Success: Loaded airfoils-test with 10 simulations and 1 samples each.



Average relative test error: 0.026288176793605088
The average test error with the default settings should be close to 0.025. As the inputs are normalized, this means the average relative error across all three fields is around 2.5% w.r.t. the maxima of each quantity. This is not too bad for new shapes, but clearly leaves room for improvement.
Looking at the visualizations, you’ll notice that especially high-pressure peaks and pockets of larger y-velocities are missing in the outputs. This is primarily caused by the small network, which does not have enough resources to reconstruct details. The \(L^2\) also has an averaging behavior, and favours larger structures (the surroundings) over localized peaks.
Nonetheless, we have successfully replaced a fairly sophisticated RANS solver with a small and fast neural network architecture. It has GPU support “out-of-the-box” (via pytorch), is differentiable, and introduces an error of only a few per-cent. With additional changes and more data, this setup can be made highly accurate [CT22].
Next steps#
There are many obvious things to try here (see the suggestions below), e.g. longer training, larger data sets, larger networks etc.

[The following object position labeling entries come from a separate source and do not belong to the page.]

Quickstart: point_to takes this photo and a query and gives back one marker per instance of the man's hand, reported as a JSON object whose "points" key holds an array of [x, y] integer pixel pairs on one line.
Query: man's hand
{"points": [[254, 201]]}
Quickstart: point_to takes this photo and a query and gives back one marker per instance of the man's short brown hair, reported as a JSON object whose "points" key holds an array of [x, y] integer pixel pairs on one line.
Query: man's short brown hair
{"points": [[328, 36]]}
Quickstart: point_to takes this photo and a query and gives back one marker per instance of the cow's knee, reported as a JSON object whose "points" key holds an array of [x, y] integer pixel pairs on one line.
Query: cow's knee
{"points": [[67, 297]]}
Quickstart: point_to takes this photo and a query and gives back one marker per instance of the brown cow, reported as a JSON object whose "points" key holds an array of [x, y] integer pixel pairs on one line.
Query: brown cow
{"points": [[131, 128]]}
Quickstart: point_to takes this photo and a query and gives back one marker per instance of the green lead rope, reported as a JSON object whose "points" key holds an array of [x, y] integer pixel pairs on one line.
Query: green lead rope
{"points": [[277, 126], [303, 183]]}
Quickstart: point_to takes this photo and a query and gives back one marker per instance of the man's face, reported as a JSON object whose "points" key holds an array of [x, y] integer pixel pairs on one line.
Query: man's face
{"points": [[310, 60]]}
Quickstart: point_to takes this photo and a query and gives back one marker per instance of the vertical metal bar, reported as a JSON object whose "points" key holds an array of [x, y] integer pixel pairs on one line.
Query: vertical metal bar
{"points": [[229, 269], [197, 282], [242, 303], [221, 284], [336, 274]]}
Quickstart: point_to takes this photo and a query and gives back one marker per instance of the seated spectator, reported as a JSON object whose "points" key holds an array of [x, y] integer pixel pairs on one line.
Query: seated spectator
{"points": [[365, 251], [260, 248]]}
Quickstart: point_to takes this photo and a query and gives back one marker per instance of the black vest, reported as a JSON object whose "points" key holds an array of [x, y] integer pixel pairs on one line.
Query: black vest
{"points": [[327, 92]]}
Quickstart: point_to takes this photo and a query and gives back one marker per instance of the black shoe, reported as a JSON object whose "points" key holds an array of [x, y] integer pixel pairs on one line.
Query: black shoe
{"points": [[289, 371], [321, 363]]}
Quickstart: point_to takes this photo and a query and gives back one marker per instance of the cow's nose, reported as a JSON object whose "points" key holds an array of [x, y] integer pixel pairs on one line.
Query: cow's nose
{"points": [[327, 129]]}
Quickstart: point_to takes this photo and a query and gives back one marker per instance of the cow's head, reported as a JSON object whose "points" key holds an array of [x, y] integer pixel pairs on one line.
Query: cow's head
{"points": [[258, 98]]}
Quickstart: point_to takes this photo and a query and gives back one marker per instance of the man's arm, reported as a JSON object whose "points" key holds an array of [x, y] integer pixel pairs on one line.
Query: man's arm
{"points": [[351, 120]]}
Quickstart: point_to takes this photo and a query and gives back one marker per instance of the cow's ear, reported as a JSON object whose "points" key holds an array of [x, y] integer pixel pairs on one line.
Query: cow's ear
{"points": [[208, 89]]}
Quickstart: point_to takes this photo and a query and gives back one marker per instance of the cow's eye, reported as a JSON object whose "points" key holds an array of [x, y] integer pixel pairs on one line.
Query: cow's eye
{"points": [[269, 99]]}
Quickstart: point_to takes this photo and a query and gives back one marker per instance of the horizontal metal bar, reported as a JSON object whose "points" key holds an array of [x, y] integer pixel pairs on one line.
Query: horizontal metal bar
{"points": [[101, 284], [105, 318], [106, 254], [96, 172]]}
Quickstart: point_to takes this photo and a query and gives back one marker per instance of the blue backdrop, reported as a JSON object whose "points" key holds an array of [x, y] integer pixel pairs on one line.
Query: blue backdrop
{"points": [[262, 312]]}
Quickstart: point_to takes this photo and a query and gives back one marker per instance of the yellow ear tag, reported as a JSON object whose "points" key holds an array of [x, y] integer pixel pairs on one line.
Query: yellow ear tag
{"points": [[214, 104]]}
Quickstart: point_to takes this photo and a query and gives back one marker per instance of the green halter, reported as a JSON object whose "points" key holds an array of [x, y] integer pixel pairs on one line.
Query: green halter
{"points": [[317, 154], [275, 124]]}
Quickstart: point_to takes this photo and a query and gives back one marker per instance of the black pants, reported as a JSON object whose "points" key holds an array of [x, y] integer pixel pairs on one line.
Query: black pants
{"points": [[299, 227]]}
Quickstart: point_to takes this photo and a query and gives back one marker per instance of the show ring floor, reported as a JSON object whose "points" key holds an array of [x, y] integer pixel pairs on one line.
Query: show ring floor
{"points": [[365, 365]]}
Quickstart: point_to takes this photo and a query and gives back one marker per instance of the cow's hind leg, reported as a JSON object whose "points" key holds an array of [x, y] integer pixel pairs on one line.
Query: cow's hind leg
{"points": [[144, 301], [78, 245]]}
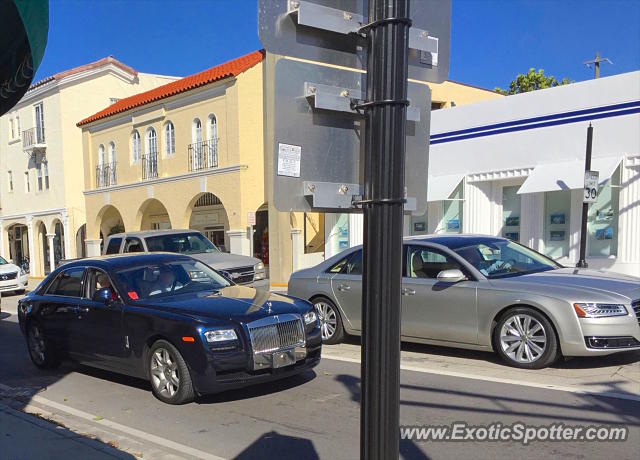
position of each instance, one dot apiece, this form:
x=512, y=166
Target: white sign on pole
x=289, y=160
x=591, y=186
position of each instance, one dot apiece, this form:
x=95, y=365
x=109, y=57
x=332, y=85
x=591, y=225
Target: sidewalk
x=24, y=436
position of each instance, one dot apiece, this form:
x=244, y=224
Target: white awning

Experiment with learning rate, dropout, and network size to reduce the error on the test set. How small can you make it with the given training data?
The setup above uses normalized data. Instead you can recover the original fields by undoing the normalization to check how well the network does w.r.t. the original quantities.
As you’ll see, it’s a bit limited here what you can get out of this dataset, head over to the main github repo of this project to download larger data sets, or generate own data.